There is concern for the safety of the 2SLGBTQIA community.
NDP MPP Kristin Wong-Tam says hate crimes based on sexual orientation have risen 107 per cent in recent years.
"Acts of hateful, homophobia, and transphobia are showing up in schools, libraries, as well as restaurants, municipal councils, and places of worship. Pride celebrations across Ontario are seeing costs for security and insurance go up as they receive threats of violence and disruption," says Wong-Tam.
Wong-Tam points to the attacks against 2SLGBTQIA people in the United States, especially against transgendered youth.
The American Civil Liberties Union identifies 491 pieces of legislation aimed directly at 2SLGBTQIA communities.
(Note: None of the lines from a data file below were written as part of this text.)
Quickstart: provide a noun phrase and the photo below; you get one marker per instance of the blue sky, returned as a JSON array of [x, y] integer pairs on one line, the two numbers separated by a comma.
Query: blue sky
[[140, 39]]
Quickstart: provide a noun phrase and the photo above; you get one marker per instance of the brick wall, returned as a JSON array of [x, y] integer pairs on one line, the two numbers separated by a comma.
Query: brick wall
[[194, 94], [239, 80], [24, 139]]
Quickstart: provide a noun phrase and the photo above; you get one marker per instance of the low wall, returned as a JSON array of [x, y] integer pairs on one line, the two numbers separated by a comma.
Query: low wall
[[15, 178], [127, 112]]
"In Canada, we often are warned about the dangers of importing hate from the US. Sometimes we are complacent believing that Canada is somehow immune to hate and bigotry," says Wong-Tam.
It is why some members of the clergy in Ontario are speaking out.
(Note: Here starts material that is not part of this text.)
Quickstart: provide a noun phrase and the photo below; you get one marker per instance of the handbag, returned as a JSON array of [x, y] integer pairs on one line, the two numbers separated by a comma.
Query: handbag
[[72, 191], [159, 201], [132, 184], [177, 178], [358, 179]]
More than 500 have signed a letter in support of the 2SLGBTQIA communities and denouncing the escalating hate directed at them.
Reverend Jeffrey Dale, the Minister for Justice and Faith Formation for Shining Waters Regional Council and Canadian Shield Regional Council in the United Church of Canada, Reverend Jeffrey Dale, with the United Church of Canada, says clergy of denominations are speaking out to proclaim that everyone deserves to be loved, respected, and accepted.
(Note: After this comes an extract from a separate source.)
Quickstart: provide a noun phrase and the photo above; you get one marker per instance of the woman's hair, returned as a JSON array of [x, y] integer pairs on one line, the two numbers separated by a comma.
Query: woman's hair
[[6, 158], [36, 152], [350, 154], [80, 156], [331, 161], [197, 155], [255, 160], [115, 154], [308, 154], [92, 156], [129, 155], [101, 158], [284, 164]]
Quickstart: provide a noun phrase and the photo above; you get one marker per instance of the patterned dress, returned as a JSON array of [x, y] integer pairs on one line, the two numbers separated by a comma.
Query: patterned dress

"We are committed to respectful and compassionate dialogue as we seek to bridge differences, foster understanding, and work towards reconciliation. Knowing that unity does not require a uniformity of belief, we who sign this statement are committed to embodying the love, compassion, and justice of Jesus Christ," says Rev. Dale.
"And together today, we raise our voices and let our actions contribute to a world where individuals of all sexual orientations and all gender identities are embraced, celebrated, and afforded equal rights and opportunities."
Reverend June Joplin, an associate pastor of programs and congressional care at the Metropolitan Church of Toronto, says too many people are using faith as a justification to condemn, marginalize and incite violence upon the 2SLGBTQIA community.
"No matter how loudly these hateful voices are amplified, they are not the only voices," says Rev. Joplin.
"Pride Month is and has been for many years a joyful time in our community, and I want our community to reflect upon that and embrace that."